Monday, March 19, 2018

Boeing Ends Objection to United Technologies-Rockwell Merger: The shift by the plane maker, which had said the merger could hurt supply chain competition, comes amid a big backlog of jet deliveries



The Wall Street Journal
By Doug Cameron
March 19, 2018 2:31 p.m. ET

Boeing Co. dropped an opposition to plans for two of its largest suppliers to merge, reflecting pressure on the aerospace industry to deliver its record backlog of jetliners.

Chicago-based Boeing last year criticized plans by United Technologies Corp. to buy Rockwell Collins Inc. for $23 billion and consolidate its position as the world’s largest aerospace supplier by sales.

Boeing said Monday it now backed the combination, while United Technologies and Rockwell Collins said they have also signed up for the plane maker’s cost-cutting program.

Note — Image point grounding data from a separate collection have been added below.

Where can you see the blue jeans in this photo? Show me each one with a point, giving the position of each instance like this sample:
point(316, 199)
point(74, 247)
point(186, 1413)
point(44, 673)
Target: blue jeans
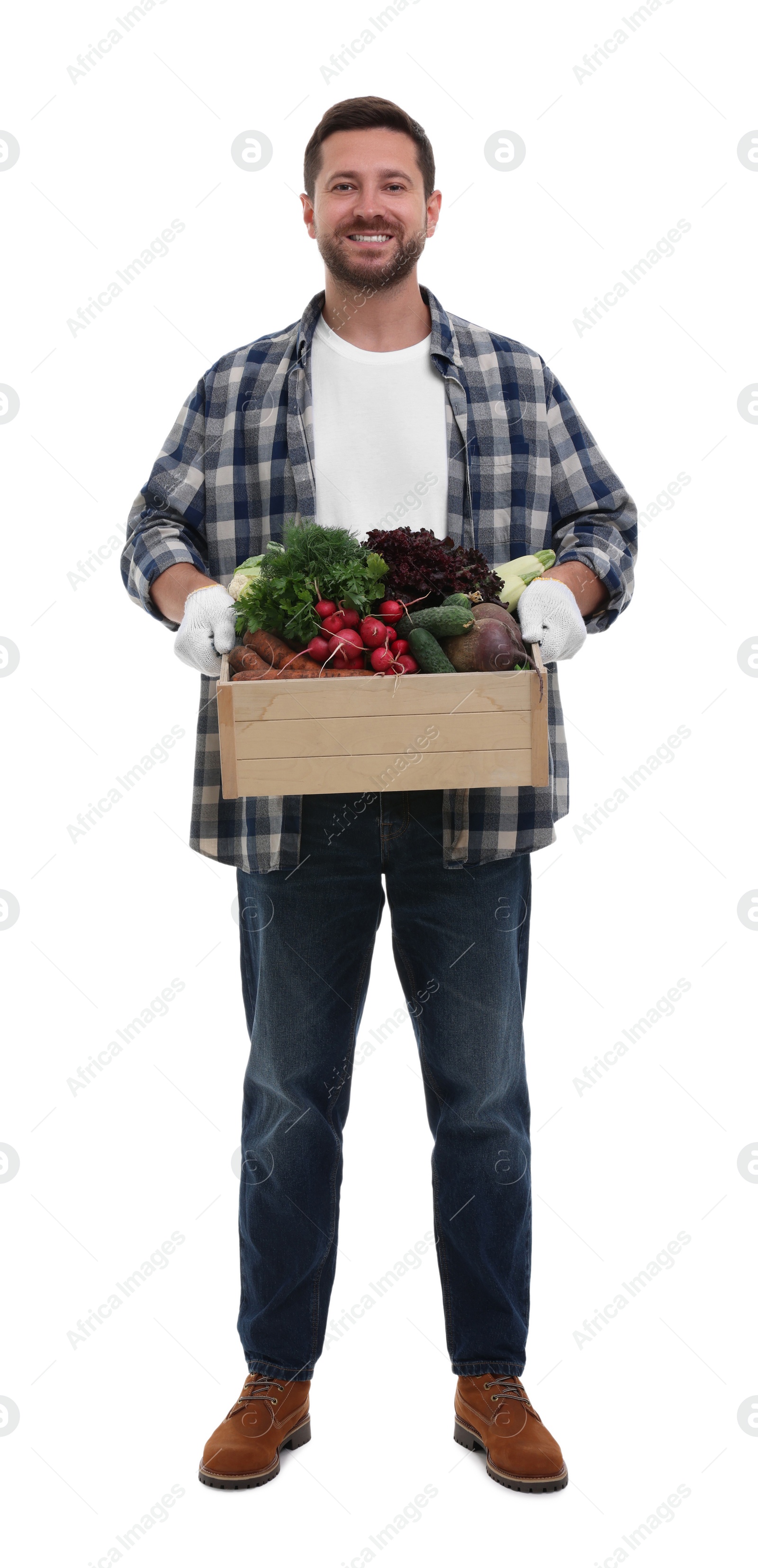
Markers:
point(461, 948)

“At a time of record industry production, it is critically important that we have business arrangements with all of our suppliers that drive increased focus on meeting their cost, schedule and quality commitments to Boeing and our customers,” the plane maker said.

Boeing executives said last year they may cancel or amend some contracts if the deal went through, arguing that the combination could undermine competition in the aerospace supply chain.

The companies didn’t disclose details of their agreements, though Boeing had previously said it would look to secure some of their synergies. United Technologies expects the deal to close this year, subject to regulatory approvals.

A day after the plan was made public last year, Boeing said it was “skeptical” the transaction would benefit its airline customers. Both Airbus SE and Boeing also privately lobbied two years ago against unsuccessful plans by Honeywell International Inc. to acquire United Technologies, according to people familiar with the situation. But Honeywell’s $15 billion aerospace unit had far more product overlap with United Technologies.

Airbus has recently expressed misgivings about the proposed takeover of aerospace parts maker GKN PLC by U.K.-based turnaround specialist Melrose Industries PLC. Airbus also expressed concern Melrose had short-term financial incentives that aren’t suited to the long-term investment returns of the aerospace industry. Melrose denied the claim and said it invested heavily in research and development.